Example inputs (JSON)
Default-style run
{"keyword": "artificial intelligence","numberOfResults": 30}
Larger pull (deduped across feed passes)
{"keyword": "climate policy","numberOfResults": 500}
Using aliases
{"q": "semiconductor supply chain","maxResults": 100}
FAQ
Does this call the Google News API (Cloud product)?
No. It uses RSS/XML from news.google.com, which is a different surface from Google’s paid News API.
Why fewer rows than numberOfResults?
The index for a query may not yield that many distinct stories. The actor stops when feeds are exhausted; check OUTPUT.meta.stoppedReason (partial_no_more_feed vs completed).
Can I change country or language?
Not in this release—the scraper fixes hl / gl to English / US so URLs stay predictable.
Is articleUrl always the publisher URL?
Often the feed gives a Google News link; the actor tries to unwrap the publisher URL when the redirect allows it.
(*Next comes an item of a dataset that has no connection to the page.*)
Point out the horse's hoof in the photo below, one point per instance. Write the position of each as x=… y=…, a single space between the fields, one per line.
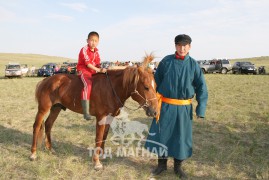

If not, articleUrl stays the same as link.
Legal use
Honor Google’s terms, outlet robots/ToS, and copyright when storing or republishing full text.
Discoverability & related topics
Google News RSS scraper Apify · news monitoring automation · export Google News to CSV · deduplicated article list · keyword news dataset · bulk news links for research · meta.stoppedReason run diagnostics
Local development
make venv && make testAPIFY_LOCAL_STORAGE_DIR=./storage mkdir -p storage/key_value_stores/default && cp input.json storage/key_value_stores/default/INPUT.jsonAPIFY_LOCAL_STORAGE_DIR=./storage .venv/bin/python -m src
FastAd — automation & growth tooling.